[whatwg] Getting .innerHTML in XML well-formedness issues

On Fri, 15 Jun 2007 01:02:49 +0200, Ian Hickson <ian at hixie.ch> wrote:

> On Fri, 27 Oct 2006, Simon Pieters wrote:
>>
>> The spec says that getting .innerHTML in XML must return a
>> namespace-well-formed XML representation of the element or document. [1]
>> But what should happen when the DOM isn't namespace-well-formed and it
>> can't be fixed by namespace prefix rewriting?
>>
>> E.g., when the DOM contains any of the following?:
>>
>>   * A ProcessingInstruction node containing ?>
>>   * A Comment node containing -- (or ending with -)
>>   * A CDATASection node containing ]]>
>> [ * A processing instruction with the target "xml"
>>     (in any case combination)? ]
>> [ * Or colons in local names or processing instruction targets? ]
>
> ...or a DOCTYPE whose publicId or systemId parts contain both " and '
> characters.
>
> I've made the spec say that you raise an exception in those six cases.
>
>
>> DOM3 Core says that they "must generate a fatal error during
>> serialization" (or, for the CDATA case, "the cdata section must be
>> splitted before the serialization"). Does that mean raise a SYNTAX_ERR
>> exception?
>
> I used INVALID_STATE_ERR, not SYNTAX_ERR (it's the reverse of a syntax
> error).
>
>
>> What about when there are illegal characters?
>
> The DOM doesn't let you create those cases.

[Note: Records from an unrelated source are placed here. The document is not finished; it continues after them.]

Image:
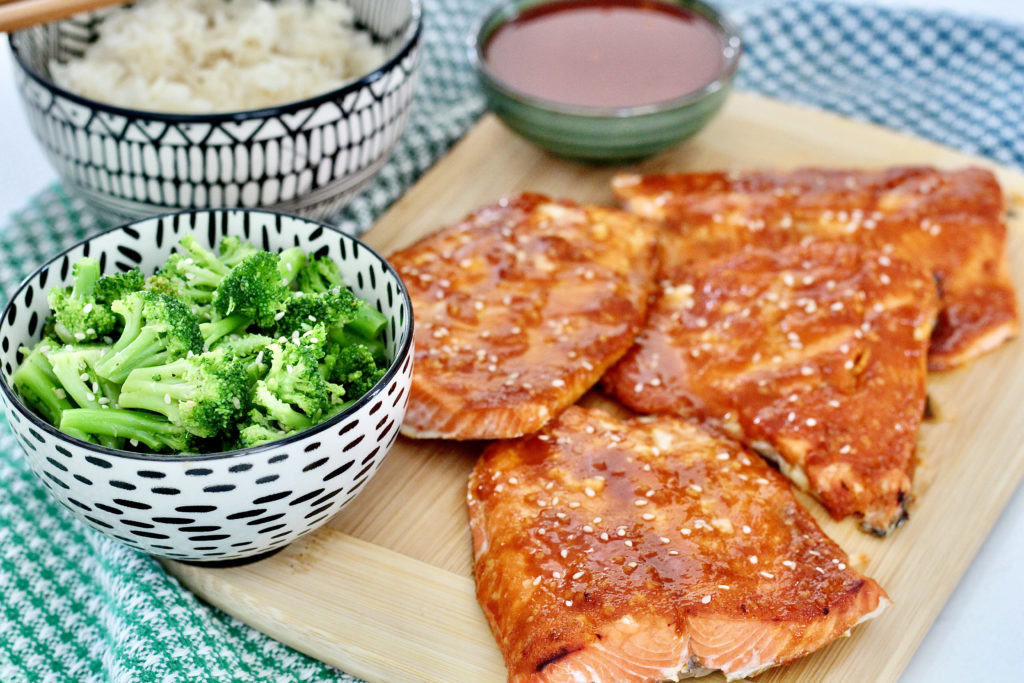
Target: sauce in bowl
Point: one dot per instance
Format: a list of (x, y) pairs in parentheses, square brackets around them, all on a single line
[(608, 53)]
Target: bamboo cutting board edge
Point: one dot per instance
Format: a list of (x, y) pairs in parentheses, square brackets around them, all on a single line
[(326, 593)]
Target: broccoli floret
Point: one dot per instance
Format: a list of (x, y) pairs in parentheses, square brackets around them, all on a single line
[(78, 314), (233, 251), (318, 274), (39, 387), (259, 429), (158, 329), (254, 289), (190, 369), (302, 311), (355, 371), (215, 330), (190, 274), (135, 426), (294, 394), (75, 369), (207, 394), (250, 350), (113, 287)]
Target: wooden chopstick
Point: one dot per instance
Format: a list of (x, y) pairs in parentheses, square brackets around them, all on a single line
[(17, 14)]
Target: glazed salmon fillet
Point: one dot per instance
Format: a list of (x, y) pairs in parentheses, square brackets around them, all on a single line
[(949, 221), (519, 309), (646, 549), (813, 354)]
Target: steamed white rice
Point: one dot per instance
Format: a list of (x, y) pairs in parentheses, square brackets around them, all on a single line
[(199, 56)]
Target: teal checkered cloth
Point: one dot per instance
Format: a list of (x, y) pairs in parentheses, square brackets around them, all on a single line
[(77, 606)]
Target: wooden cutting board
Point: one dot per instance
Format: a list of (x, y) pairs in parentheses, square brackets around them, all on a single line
[(385, 590)]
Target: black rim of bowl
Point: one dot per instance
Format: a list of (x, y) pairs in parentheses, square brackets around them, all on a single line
[(413, 33), (399, 357), (511, 10)]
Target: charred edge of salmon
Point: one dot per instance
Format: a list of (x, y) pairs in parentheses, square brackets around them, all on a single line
[(903, 499), (560, 653), (930, 413), (798, 476)]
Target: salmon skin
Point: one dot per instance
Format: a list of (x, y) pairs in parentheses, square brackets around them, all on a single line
[(646, 549), (519, 309), (814, 354), (950, 221)]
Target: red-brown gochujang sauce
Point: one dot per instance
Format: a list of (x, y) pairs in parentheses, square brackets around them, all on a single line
[(606, 53)]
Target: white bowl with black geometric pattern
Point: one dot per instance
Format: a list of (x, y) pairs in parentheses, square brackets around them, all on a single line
[(225, 506), (307, 158)]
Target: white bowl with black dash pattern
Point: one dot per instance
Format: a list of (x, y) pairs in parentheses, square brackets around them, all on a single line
[(223, 507), (307, 158)]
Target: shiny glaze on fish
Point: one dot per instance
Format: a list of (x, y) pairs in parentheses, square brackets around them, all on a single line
[(634, 550)]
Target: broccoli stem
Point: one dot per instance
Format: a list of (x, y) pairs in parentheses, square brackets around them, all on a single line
[(40, 388), (214, 331), (346, 337), (368, 322), (145, 349), (69, 367), (154, 431), (290, 262), (285, 415), (158, 389), (86, 275), (202, 256)]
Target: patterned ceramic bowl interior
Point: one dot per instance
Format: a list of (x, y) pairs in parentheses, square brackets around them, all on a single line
[(604, 134), (221, 506), (308, 158)]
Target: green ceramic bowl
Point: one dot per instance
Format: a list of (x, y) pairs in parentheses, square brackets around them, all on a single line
[(604, 134)]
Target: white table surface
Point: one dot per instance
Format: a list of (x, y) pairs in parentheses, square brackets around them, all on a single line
[(979, 633)]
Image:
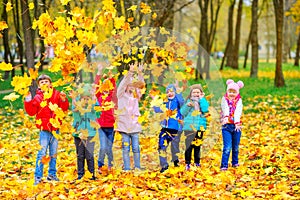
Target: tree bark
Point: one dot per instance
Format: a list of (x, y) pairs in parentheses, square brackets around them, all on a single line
[(28, 34), (297, 52), (20, 47), (254, 40), (235, 52), (7, 54), (279, 17), (228, 56)]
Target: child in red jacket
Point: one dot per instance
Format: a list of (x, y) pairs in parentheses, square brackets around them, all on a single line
[(39, 106), (107, 99)]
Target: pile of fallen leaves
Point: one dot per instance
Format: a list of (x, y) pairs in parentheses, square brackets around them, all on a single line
[(269, 157)]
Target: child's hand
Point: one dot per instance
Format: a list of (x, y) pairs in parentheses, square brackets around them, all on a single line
[(63, 96), (225, 120), (141, 67), (131, 67), (238, 127), (190, 104), (100, 67), (202, 95)]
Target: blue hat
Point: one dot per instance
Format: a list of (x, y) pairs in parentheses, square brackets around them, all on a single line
[(171, 86)]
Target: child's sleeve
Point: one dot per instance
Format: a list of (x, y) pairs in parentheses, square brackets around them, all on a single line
[(32, 106), (123, 84), (238, 111), (204, 105), (224, 107), (64, 105), (185, 109), (180, 99)]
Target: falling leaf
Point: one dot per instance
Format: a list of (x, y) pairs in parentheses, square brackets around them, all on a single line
[(11, 97), (5, 66)]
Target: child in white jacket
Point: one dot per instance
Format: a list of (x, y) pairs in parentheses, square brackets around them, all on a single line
[(129, 94)]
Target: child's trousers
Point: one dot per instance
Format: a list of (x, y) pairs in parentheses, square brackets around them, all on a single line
[(191, 137), (231, 140), (84, 151)]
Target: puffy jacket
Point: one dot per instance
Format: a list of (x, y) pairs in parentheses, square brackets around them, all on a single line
[(44, 114), (83, 121), (172, 104), (191, 120), (107, 118), (128, 107)]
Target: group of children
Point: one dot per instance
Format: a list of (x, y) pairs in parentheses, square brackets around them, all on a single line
[(119, 113)]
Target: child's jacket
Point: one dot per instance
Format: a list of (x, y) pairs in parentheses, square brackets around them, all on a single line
[(232, 109), (172, 105), (107, 118), (44, 114), (128, 107), (83, 121), (192, 120)]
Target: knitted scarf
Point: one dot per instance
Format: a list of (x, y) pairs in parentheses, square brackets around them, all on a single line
[(232, 106)]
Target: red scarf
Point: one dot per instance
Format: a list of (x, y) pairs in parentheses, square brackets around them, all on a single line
[(232, 106)]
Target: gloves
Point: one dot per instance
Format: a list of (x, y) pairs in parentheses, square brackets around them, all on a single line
[(238, 126)]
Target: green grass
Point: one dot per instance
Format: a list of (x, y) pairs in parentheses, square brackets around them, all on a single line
[(261, 86)]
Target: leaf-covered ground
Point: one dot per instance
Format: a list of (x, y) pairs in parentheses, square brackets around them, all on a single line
[(269, 158)]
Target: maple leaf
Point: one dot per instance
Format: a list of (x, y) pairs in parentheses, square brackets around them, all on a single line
[(45, 159), (11, 97), (8, 7), (5, 66)]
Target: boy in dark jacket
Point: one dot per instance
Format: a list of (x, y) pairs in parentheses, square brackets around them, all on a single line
[(38, 106), (171, 125)]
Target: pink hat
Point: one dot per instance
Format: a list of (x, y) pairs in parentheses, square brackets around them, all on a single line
[(235, 86)]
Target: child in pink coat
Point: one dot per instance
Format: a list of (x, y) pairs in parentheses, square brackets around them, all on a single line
[(129, 94)]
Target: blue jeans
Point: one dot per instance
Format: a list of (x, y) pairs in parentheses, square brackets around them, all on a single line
[(133, 139), (47, 140), (84, 151), (165, 137), (106, 137), (231, 140)]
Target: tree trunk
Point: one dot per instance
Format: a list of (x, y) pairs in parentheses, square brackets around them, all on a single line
[(279, 17), (20, 48), (254, 40), (230, 56), (247, 47), (203, 40), (28, 34), (297, 52), (7, 53), (235, 52), (29, 41)]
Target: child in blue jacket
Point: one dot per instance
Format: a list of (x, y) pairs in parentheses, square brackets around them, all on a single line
[(194, 124), (171, 125)]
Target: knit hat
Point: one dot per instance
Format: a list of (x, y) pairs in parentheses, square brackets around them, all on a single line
[(235, 86), (43, 77), (171, 86), (87, 90)]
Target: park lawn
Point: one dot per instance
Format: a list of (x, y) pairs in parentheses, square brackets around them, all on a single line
[(263, 85), (269, 159)]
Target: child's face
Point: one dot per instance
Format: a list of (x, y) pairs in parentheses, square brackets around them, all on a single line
[(232, 93), (85, 100), (171, 93), (45, 83), (196, 93)]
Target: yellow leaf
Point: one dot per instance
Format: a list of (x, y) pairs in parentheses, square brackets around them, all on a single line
[(5, 66), (43, 104), (8, 7), (31, 6), (12, 97), (133, 7)]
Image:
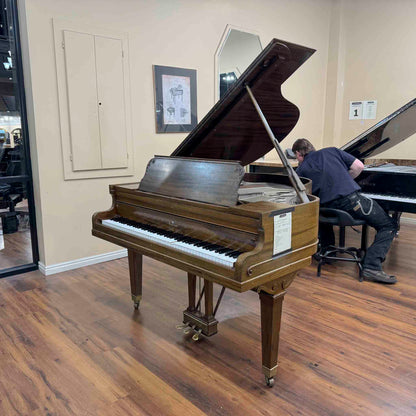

Sure it does. e.g. the DOM allows e.g. control characters in various  
places that XML doesn't. I haven't looked into every production in XML to  
see if it differs from the DOM, but I guess you can spec something that is  
catch-all, like "if the node contains a character that isn't allowed  
according to the corresponding XML production" or some such... though  
listing all cases is nicer.

> I'm tempted to allow the serialisation of PIs with the name "xml", and to
> allow the splitting of CDATA blocks with ]]>. Opinions?

The former wouldn't result in well-formed XML, but the latter is cool.

-- 
Simon Pieters

Received on Tuesday, 10 July 2007 08:09:45 UTC